Jeffrey Sachs, the US Economist, calls for more philanthropy in Africa. He is wrong. Philanthropy perpetuates a paternalistic attitude. Only fair economic ties can create equal relationships between the South and the North.
No doubt, Jeffrey Sachs is an outstanding economist. But this time, he is wrong. In a short analysis the head of the UN Sustainable Development Solutions Network is criticising the decision of the World Bank to embrace Wall Street. Jim Yong Kim, the World Bank’s president, is pushing according to a story of the newspaper New York Times „private investors — sovereign wealth funds, private equity firms and insurance companies — to pony up trillions of dollars for projects in Indonesia, Zambia, India and elsewhere”.
Sachs is strongly against this project. Instead of courting private investors, the World Bank should revisit “one of his own great successes”, the fight against AIDS, tuberculosis and malaria.
Sachs sees four lessons from that success: First, the private sector participated as a, benevolent, non-for-profit, partner. Second, the effort was supported by private philanthropy, e.g. by the Gates Foundation. Third, the funding took the form of grants, not loans. Fourth, trained public health specialists led the effort.
In sum, the fight against AIDS, tuberculosis and malaria was just successful because it was in Sachs’s eyes only financed by charity and that there was no for-profit action involved.
Some sentences later, Sachs contradicts his own statement by saying that the World Bank failed in its effort to fulfill Sustainable Development Goals (SDG): “Despite making only slow progress toward these goals, the Bank shows no alarm or strategy to help get the SDGs on track for 2030”.

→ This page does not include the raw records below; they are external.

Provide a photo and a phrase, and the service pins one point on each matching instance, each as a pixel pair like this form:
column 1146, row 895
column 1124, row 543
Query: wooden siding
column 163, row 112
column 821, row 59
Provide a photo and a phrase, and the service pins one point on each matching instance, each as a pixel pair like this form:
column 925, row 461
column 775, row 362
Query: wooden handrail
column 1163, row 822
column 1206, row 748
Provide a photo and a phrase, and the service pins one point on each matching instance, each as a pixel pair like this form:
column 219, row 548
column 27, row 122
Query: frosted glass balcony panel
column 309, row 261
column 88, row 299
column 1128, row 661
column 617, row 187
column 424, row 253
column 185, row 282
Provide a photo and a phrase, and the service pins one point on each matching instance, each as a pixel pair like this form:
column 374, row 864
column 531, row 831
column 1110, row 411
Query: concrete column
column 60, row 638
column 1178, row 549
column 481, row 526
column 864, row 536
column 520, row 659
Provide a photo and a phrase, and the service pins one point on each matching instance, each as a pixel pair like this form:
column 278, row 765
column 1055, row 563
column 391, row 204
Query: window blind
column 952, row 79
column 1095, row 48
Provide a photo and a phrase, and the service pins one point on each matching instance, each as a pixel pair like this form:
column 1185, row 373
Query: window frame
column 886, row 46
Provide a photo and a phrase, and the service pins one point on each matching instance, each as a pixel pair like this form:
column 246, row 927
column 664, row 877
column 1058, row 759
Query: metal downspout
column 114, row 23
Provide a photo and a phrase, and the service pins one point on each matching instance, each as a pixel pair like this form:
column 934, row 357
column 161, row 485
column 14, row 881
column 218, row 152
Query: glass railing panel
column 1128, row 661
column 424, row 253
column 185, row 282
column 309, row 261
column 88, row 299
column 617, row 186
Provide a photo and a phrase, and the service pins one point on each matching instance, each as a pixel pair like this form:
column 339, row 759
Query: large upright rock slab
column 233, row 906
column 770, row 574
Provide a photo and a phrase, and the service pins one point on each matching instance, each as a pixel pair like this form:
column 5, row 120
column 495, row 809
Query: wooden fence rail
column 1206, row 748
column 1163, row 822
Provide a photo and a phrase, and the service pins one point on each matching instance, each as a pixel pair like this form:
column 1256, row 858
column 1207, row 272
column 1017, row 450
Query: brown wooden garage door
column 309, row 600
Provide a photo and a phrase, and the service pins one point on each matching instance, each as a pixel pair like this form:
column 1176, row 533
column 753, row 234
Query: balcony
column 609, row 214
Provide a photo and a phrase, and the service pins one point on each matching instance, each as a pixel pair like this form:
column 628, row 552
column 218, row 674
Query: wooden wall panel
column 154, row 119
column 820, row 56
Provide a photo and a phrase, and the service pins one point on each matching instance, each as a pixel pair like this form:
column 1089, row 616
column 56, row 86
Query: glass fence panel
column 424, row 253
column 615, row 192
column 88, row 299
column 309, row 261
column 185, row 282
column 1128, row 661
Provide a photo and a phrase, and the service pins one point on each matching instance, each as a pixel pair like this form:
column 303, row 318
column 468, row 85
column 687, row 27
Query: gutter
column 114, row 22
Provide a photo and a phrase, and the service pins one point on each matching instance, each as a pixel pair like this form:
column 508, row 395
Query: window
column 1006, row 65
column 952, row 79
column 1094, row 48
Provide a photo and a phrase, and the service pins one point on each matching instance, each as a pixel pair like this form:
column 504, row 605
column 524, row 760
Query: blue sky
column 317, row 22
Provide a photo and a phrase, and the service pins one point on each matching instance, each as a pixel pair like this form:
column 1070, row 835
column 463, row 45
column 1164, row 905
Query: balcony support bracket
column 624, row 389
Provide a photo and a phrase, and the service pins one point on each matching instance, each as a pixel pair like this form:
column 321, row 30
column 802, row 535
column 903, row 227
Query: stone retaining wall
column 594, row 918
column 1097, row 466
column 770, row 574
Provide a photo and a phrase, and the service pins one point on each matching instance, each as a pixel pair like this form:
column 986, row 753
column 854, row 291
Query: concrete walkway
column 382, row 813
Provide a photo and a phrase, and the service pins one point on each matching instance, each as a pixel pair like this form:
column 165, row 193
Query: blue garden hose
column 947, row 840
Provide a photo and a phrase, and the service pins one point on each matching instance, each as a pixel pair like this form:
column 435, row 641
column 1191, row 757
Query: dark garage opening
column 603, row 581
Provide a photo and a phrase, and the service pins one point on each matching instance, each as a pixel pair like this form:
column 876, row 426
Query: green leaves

Sachs is misguided in regard with both statements. First of all, tremendous progress has been made fulfilling the Sustainable Development Goals. If there is still hunger in Africa, the causes today are mainly natural disasters or armed conflicts. This is a great progress compared with the situation 20 or 30 years ago. We should not neglect these improvements even if there is still a lot of progress to be done to better feed African population and fight malnutrition.
Concerning philanthropy, we at Africa Partners are not quite sure that charity will be the right way to develop Africa. We agree that it is appealing when billionaires spend their money for improving the daily living of less privileged people instead of spending their wealth for luxury yachts and expensive cars.
But philanthropy tends to rigidify a paternalistic relationship between the North and the South. Everybody should be free, also Bill and Melinda Gates, to spend their money as they like to. Therefore, it is up to their only decision which benevolent action they like to finance and which ones they do not want to finance. The concerned population is not involved in this decision through a democratic process.
Philanthropy does a lot of good, but it does not strengthen civil society and democracy in the countries that benefit from good deeds decided thousands of kilometers away.
If Sachs calls for more philanthropy instead of economic and financial investments in Africa, he calls in reality for more paternalism and for postcolonial dependancy. He calls for more pictures showing rich white pupils from the North stroking the heads of happy African children thanks to charity.
Is this really the relationship we want to develop between the North and the South? We at Africa Partners do not believe that financial and industrial investments will solve every problem in the south. Helping people out of misery is not the aim of for-profit investments. But trade and investments will favor the economic integration between the North and the South. They favor relationships based on partnership and access to markets. The exchange of goods, services and money favors the exchange of ideas and welfare.
Investments cannot solve every problem, and charity cannot achieve this either. Therefore, investments and charity should not be played off. They are the answer to different questions.